A severe mold problem in your bathroom is commonly caused by excess moisture. Many times this is the result of a broken or nonworking bathroom vent exhaust fan. Whenever you take a hot shower in a small enclosed bathroom, moisture is produced. If that moisture is not being expelled out of the bathroom, the moisture has nowhere to go and will settle on the walls and ceiling. When this happens the walls and ceilings become wet and will attract rapid mold growth.
The first thing to do if you have mold growth conditions, is remove the mold off of the walls immediately. Once you remove the mold from your walls then determine what is causing the mold to grow in your bathroom. As we mentioned previously, the most common reason mold will grow on your bathroom ceiling and walls is because of a broken exhaust fan.
You will need to determine if your bathroom exhaust fan is working properly. Flip the switch on the wall and listen to determine if the exhaust fan is turning on. If you do not hear any noise, then most likely it is not working. You can carefully remove the vent cover and see if the fan is turning.
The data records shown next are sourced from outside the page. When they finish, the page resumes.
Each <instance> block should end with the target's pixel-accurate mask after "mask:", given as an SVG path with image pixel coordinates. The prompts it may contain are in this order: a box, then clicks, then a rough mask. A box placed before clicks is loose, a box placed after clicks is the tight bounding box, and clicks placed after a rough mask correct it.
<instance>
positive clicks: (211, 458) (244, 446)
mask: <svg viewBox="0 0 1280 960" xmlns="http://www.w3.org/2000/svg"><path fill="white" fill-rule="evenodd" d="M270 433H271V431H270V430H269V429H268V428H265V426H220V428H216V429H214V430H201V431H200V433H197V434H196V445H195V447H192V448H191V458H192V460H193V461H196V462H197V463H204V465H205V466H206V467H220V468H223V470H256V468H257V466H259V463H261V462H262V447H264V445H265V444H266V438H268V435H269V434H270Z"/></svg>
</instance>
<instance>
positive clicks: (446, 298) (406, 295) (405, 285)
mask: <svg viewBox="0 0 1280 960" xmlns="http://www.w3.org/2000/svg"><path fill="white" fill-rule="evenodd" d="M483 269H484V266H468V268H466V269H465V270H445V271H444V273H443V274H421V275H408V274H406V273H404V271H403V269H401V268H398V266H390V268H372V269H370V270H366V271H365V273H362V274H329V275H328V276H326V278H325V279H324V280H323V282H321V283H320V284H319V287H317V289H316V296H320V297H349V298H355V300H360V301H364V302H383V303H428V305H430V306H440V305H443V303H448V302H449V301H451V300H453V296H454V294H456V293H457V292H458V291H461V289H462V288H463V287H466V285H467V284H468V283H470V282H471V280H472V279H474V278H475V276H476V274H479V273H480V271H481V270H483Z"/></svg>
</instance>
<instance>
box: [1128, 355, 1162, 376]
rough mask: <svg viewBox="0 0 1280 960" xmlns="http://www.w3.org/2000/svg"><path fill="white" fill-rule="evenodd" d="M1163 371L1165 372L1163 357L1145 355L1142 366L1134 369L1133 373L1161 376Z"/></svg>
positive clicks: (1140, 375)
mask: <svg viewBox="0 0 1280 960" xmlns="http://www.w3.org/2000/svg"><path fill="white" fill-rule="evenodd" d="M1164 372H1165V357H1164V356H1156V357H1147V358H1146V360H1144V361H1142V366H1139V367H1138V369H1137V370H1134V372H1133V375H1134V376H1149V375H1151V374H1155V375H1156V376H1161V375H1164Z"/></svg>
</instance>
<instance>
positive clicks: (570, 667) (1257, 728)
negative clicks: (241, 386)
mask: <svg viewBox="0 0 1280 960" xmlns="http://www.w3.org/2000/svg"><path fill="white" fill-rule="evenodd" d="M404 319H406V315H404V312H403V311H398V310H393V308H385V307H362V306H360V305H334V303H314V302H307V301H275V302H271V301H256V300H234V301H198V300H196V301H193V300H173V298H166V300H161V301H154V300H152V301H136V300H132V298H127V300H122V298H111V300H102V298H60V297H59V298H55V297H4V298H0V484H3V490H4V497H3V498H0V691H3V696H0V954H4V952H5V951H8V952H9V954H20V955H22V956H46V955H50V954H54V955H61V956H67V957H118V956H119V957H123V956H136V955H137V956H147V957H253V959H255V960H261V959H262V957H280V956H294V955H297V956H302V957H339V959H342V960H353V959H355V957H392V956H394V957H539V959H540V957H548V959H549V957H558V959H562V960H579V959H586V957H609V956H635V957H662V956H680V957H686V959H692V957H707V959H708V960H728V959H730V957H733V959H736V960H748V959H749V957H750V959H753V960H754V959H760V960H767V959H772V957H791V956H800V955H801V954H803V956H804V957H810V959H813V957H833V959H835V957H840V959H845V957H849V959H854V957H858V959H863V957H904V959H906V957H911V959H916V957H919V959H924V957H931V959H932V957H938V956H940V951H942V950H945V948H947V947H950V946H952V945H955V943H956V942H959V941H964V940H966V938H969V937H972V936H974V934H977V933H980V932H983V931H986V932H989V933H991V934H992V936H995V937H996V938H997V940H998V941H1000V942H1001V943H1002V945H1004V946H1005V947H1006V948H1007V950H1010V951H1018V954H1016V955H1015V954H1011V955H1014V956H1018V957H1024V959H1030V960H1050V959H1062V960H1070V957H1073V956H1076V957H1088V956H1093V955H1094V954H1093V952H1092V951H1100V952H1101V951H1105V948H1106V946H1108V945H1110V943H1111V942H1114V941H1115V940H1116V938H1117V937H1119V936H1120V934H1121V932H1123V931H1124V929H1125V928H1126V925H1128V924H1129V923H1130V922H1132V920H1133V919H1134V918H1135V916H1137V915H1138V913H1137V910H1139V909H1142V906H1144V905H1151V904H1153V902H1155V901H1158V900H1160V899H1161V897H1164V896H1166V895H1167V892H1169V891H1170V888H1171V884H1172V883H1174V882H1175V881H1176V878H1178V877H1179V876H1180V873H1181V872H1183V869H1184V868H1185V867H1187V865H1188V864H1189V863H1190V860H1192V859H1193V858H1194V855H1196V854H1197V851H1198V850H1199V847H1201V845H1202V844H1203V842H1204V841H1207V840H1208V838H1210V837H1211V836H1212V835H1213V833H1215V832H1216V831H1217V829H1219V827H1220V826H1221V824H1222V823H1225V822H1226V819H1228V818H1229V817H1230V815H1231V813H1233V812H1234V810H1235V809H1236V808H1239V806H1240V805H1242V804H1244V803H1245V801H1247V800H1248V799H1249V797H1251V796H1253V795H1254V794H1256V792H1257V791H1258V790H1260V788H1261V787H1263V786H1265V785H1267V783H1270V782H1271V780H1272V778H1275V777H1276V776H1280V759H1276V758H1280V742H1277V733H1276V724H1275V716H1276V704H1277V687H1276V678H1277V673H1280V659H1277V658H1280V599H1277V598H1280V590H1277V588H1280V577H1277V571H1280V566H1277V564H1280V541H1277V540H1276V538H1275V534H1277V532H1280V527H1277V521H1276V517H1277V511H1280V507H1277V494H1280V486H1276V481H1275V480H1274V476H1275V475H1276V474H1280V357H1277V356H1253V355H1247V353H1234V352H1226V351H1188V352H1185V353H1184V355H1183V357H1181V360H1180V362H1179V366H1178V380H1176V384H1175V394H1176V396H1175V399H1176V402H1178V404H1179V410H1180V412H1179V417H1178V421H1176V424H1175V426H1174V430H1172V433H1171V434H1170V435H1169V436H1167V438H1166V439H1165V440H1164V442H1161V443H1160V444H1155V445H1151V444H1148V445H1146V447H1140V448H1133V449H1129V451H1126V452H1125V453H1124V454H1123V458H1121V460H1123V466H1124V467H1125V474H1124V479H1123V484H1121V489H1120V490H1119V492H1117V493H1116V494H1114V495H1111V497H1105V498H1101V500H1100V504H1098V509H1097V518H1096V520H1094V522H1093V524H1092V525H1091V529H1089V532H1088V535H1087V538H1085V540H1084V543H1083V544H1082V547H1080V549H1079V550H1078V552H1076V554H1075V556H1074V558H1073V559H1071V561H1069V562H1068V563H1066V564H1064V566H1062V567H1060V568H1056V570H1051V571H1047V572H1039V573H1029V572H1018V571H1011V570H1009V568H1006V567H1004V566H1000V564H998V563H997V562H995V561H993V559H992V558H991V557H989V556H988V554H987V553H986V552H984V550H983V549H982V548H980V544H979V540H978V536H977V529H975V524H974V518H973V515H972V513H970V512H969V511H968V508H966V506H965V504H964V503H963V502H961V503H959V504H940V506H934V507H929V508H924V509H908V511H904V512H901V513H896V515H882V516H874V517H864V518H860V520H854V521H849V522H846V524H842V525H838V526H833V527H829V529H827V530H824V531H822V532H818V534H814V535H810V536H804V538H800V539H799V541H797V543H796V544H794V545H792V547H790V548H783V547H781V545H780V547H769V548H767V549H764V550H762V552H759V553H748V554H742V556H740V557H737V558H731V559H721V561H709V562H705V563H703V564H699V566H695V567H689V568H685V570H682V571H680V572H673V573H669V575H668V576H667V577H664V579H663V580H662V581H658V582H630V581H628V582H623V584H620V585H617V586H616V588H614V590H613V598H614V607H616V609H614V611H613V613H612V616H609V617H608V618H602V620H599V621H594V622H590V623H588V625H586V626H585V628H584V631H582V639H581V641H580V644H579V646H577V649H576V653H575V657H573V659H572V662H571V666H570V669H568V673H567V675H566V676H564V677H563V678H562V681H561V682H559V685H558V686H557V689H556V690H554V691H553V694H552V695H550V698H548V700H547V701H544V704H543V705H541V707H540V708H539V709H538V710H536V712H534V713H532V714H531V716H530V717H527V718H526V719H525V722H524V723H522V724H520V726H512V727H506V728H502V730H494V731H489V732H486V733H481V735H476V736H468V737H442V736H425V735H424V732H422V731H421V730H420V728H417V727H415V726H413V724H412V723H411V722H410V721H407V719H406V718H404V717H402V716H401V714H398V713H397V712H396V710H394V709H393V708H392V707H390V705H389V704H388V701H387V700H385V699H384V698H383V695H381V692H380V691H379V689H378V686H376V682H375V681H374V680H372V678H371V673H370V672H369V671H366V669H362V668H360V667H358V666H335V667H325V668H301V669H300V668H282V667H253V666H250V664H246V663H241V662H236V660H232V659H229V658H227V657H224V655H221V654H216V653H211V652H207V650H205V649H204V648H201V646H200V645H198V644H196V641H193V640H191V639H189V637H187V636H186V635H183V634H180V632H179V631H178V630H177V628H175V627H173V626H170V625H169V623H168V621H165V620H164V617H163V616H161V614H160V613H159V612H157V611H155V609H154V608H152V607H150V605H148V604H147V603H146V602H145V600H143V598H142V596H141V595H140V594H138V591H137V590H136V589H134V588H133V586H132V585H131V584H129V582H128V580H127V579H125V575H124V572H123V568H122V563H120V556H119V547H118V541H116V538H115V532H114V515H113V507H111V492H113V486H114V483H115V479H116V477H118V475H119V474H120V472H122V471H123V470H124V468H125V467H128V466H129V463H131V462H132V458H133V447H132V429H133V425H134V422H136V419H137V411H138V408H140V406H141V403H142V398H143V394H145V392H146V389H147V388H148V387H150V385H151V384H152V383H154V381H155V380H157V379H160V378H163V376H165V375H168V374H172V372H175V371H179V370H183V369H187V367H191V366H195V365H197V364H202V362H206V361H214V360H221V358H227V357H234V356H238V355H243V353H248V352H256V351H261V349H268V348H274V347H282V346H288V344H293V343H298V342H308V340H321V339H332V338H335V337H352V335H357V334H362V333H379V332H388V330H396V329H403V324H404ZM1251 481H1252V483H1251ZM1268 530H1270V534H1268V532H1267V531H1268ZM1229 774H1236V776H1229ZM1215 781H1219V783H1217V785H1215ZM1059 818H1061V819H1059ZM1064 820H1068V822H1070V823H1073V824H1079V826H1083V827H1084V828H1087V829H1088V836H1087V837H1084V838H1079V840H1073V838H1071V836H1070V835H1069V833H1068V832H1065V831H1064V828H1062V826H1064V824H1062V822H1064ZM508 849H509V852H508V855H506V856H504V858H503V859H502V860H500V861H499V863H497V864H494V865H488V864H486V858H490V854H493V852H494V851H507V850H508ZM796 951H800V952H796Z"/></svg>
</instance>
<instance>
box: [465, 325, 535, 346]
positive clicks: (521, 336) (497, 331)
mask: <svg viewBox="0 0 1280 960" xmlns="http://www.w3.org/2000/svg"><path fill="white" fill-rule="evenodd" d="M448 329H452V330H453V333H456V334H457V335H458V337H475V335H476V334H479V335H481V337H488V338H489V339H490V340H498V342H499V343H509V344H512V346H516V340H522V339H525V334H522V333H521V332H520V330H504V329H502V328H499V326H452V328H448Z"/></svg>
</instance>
If it is, then it may just be so full of dust and dirt that it has become inefficient. You can clean it by using a wand style vacuum cleaner but make sure the fan is NOT on when doing this. Once the exhaust fan has been cleaned out, test it again to make sure it is operating efficiently.
In some cases (many people taking a shower in a short period of time), you may need to upgrade your fan to something with a higher CFM (cubic feet per minute) to remove the moisture faster. You can determine the total cubic feet of your bathroom by taking the square footage X ceiling height to get the total cubic feet. Here is an example: A common bathroom measures 12 feet wide and 14 feet long and has 7 foot ceilings. The math is done to find cubic feet: 12 x 14 x 7 = 1176 cubic feet. NOTE: It is recommended to have the air changed out 8 times per hour in a moisture rich bathroom. So once you determine the cubic feet of your bathroom, you can see how many CFM’s you will need to remove the moisture and prevent mold conditions.
If you have determined that your exhaust fan is NOT working, then it is best to not take chances and replace the bathroom vent exhaust fan with a brand new one. Replacing the fan is fairly easy and almost anyone can accomplish this in under an hour.
Here are more ways to help prevent mold growth in your bathroom:
If your exhaust fan is working properly but you are still getting mold growth…
- Open a bathroom window to help vent out the moisture.
- Open the bathroom door after you are done in the bathroom to assist with venting the moisture.
- Make sure to clean drains that are showing signs of slow water drainage.
- When painting or repainting your bathroom walls always use a semi-gloss type of paint instead of flat.
- If you have a shower curtain, don’t leave it bunched up after showering, stretch it out fully to help it to dry faster.
- Clean your bathroom thoroughly every 7 days with a strong bathroom cleaner.
- Make sure the toilet, sink or any other plumbing coming from the walls are not leaking water.